The Accenture Technology Labs Hadoop Deployment Comparison study recently stated something that we at Qubole have known for a long time, that an investment in Hadoop-as-a-Service has many advantages over implementing a bare-metal Hadoop cluster.
The study used Accenture’s Data Platform Benchmark, to assess the Total Cost of Ownership for both solutions. This method of analysis has thrown up a more useful conclusion than if it has been looking at more limited metrics.
The approach was thorough and well executed using a cluster with a client node, a primary NameNode, a secondary NameNode, a JobTracker node and 22 worker-node servers, each of which runs a DataNode for HDFS as well as TaskTracker for MapReduce. With a data set of this breadth, the results would be consistent across a wide range of industries, uses and workloads.
The results of the study showed that: “Accenture’s study revealed that Hadoop-as-a-Service offers better price-performance ratio.”
It also debunked the idea that Hadoop clusters run slowly in virtual environments compared to the bare-metal equivalents. This is something that we have known to be the case and that this report categorically found that this was true only backs up our long held beliefs.
“Throughout the study, we learned that the 1/0 virtualization overhead that comes with the cloud environment is a worthy investment to enable optimization opportunities relevant only the cloud.”
The speed and customization of a cloud-based solution also allowed for further increases in performance compared to a bare-metal equivalent. One of the aspects of this discussed in the paper was the customization of performance tuning.
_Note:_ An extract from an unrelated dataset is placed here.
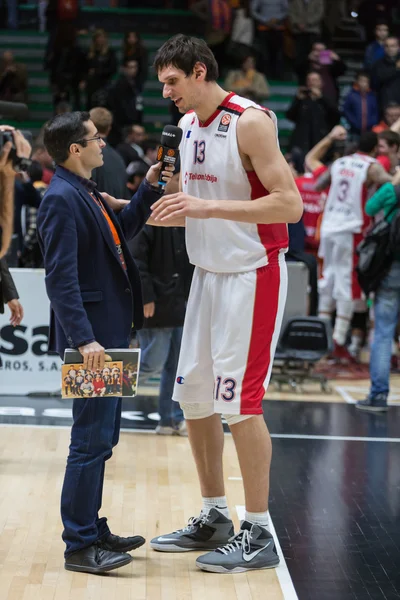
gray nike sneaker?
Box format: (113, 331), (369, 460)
(196, 520), (280, 573)
(150, 508), (234, 552)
In bare-metal offerings, performance tuning is often difficult or time consuming for individual tasks. This is due to the hardware being configured for multiple uses, so is regularly customized to work adequately rather than at optimum, for each of the tasks. Due to the workload being used for multiple clusters across the enterprise this is time consuming to tune for individual tasks.
The nature of Hadoop as a service whereby clusters are used for individual tasks, means that they can be easily customized and tuned for specific needs. This gives it a considerable advantage as this improves the speed and reliability for each individual task.
One of the issues that Accenture pointed out when tuning in the cloud was that it was often more difficult and required a deep knowledge of Hadoop to customize. They worked through this with an automated tuning system on the Amazon EMR service. For this they used Starfish, which helped to optimize Hadoop for the tasks.
Given that this conducted on Amazon EMR, it is important to state that Qubole’s service benefits from a highly optimized and tuned deployment of Hadoop that provides faster and more efficient job scheduling as well as auto-scaling benefits.
With this optimization opportunity in the Qubole platform and the reporting of it in the paper it would perhaps have been of benefit to the research to conduct this same research across multiple cloud based systems rather than conducting it purely on Amazon EMR.
Qubole’s offerings would have bypassed some of the issues and additional expenses that come with sourcing and licensing external optimization programs.
At the same time as offering this customizable auto-tuning facility, one of the important aspects that must be looked at is the variability in speeds and performance of the various Hadoop-as-a-service providers.
Qubole Out Performs Amazon EMR
A recent study showed that Qubole out performed Amazon in a series of KPIs including:
- 2x faster in launching a cluster
- 5x faster in query execution against data in S3
- 2x faster in writing data to S3
These would have created a better range of results and comparisons between the two options. Although the results of this study were unequivocally in favor of Hadoop-as-a-Service, it would have been beneficial to look at a broader spectrum of providers.
In conclusion, we are pleased with the findings in this report as they uphold many aspects of Hadoop-as-a-Service that we have known the be the case. That an independent paper has shown the advantages in a well researched and fully documented format will hopefully push forward the ideas that we have long held. That Hadoop-as-a-Service is the best option for many companies and enterprises today.